O recital começou com as Três romances, op. 94, que Robert Schumann escreveu para oboé e piano, mas cuja estreia, em 1850, se deu com violino. Elas são também, por vezes, interpretadas na clarineta ou no violoncelo, mas a versão para violino é mais frequente. Na sonoridade do oboé, surge o sentimento de um apelo doloroso, elevado, “metafísico”, com o perdão da palavra: basta ouvir a sublime gravação que Holliger e Brendel fizeram dela há décadas para sentir sua elevação. Com o violino, a obra se torna interiorizada, íntima e confidencial.
A junção do piano, com a rica espessura de seus sons harmônicos, com as melodias fluídas do violino, resultou em trançado de perfeita interdependência.

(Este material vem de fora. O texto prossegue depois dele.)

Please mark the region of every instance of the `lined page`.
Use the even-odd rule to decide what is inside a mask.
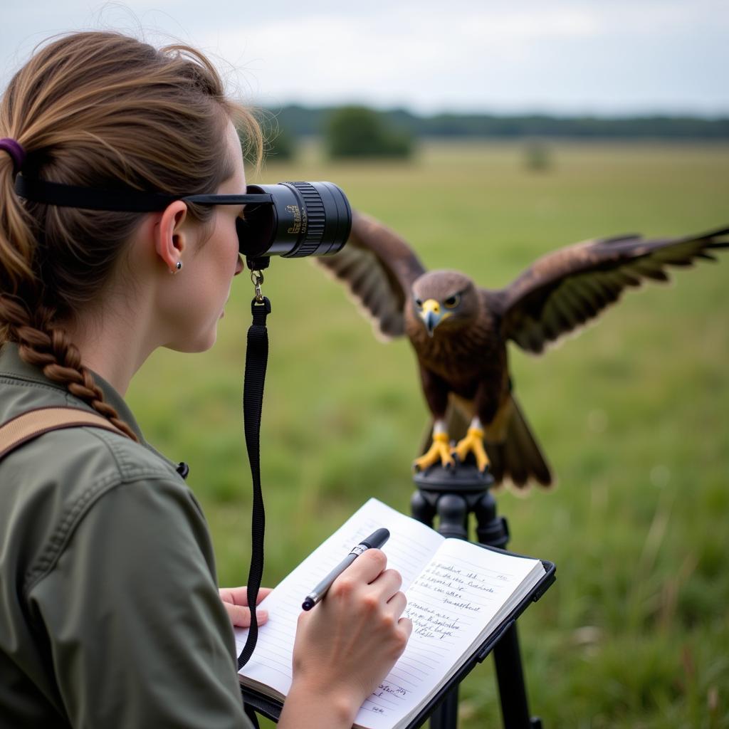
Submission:
[[[446,539],[407,590],[413,634],[359,709],[358,726],[388,729],[416,712],[545,573],[538,560]]]
[[[268,621],[259,628],[256,650],[241,670],[242,676],[283,695],[288,693],[296,621],[304,598],[353,547],[380,527],[390,531],[383,551],[387,555],[388,567],[402,575],[403,590],[445,541],[424,524],[370,499],[262,601],[261,606],[268,611]],[[235,632],[240,655],[248,630],[235,628]]]

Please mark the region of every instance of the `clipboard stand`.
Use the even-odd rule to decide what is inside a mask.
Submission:
[[[504,552],[509,539],[506,519],[496,516],[496,501],[489,493],[494,479],[482,474],[475,465],[467,461],[454,471],[434,466],[413,476],[417,491],[410,508],[414,518],[429,526],[438,517],[438,532],[444,537],[468,538],[469,515],[476,516],[475,542],[484,549]],[[541,729],[542,720],[529,716],[526,689],[519,652],[516,621],[532,602],[536,602],[554,582],[555,565],[542,560],[545,574],[530,593],[514,608],[496,628],[461,666],[448,684],[408,725],[418,729],[430,719],[430,729],[456,729],[458,724],[458,687],[461,681],[492,652],[501,699],[504,729]],[[257,714],[278,722],[282,704],[241,687],[246,706]]]
[[[438,517],[438,533],[443,537],[468,539],[469,516],[476,517],[474,542],[486,549],[504,551],[509,541],[509,526],[496,515],[496,504],[489,491],[494,478],[481,473],[471,459],[447,470],[433,466],[416,473],[413,480],[417,491],[410,499],[413,517],[429,526]],[[433,697],[408,729],[417,729],[430,717],[430,729],[456,729],[458,687],[477,663],[494,652],[496,681],[504,729],[541,729],[542,720],[529,715],[524,674],[516,631],[516,620],[538,600],[555,581],[556,567],[542,560],[546,574],[531,592],[504,619],[499,628],[456,672],[449,685]]]

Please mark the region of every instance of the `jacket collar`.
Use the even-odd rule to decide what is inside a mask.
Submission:
[[[124,402],[124,398],[100,375],[97,375],[92,371],[94,381],[98,385],[99,389],[104,393],[104,399],[108,402],[118,413],[119,417],[124,421],[127,425],[134,432],[134,434],[139,439],[139,443],[152,453],[159,456],[173,468],[177,469],[178,464],[166,458],[152,448],[145,440],[142,434],[141,429],[137,424],[129,406]],[[49,380],[43,374],[43,371],[34,364],[28,364],[20,359],[18,351],[18,346],[15,342],[6,342],[0,346],[0,375],[4,375],[15,378],[17,380],[23,380],[29,383],[36,383],[42,385],[44,387],[52,387],[61,392],[66,393],[68,397],[76,400],[79,407],[87,408],[93,411],[93,408],[87,402],[80,399],[71,394],[62,385],[57,382]],[[74,403],[76,405],[76,403]]]

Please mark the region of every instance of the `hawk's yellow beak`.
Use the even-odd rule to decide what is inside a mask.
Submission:
[[[443,312],[440,308],[440,302],[435,299],[428,299],[423,302],[418,316],[423,320],[425,328],[428,330],[428,335],[432,337],[433,330],[444,319],[450,316],[450,312]]]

E foi esplêndido ouvir como se completavam os temperamentos dos intérpretes – um, telúrico, outro aéreo. Enquanto o primeiro se entregava a uma relação de poderosa intensidade sensual com o piano, o segundo, sem nenhuma afetação, movimentava-se numa espécie de dança que o conduzia a um transe musical, lançando olhos para o alto, numa pura visão de música, movendo os lábios, como se cantasse as notas da melodia. Ambos se integravam, simbióticos, formando uma unidade sem falhas.
Escolheram, em seguida, a Sonata nº 1 para violino e piano, de Brahms, chamada “Sonata da chuva”, porque Brahms incluiu nela ideias sonoras extraídas de duas canções por ele compostas: Canção da chuva e Eco distante – ambas, por sinal, inspiradas no tema das gotas que caem do céu. Elas imprimem um lirismo melódico na sonata que a aproxima ao espírito poético de Schumann e de Schubert também.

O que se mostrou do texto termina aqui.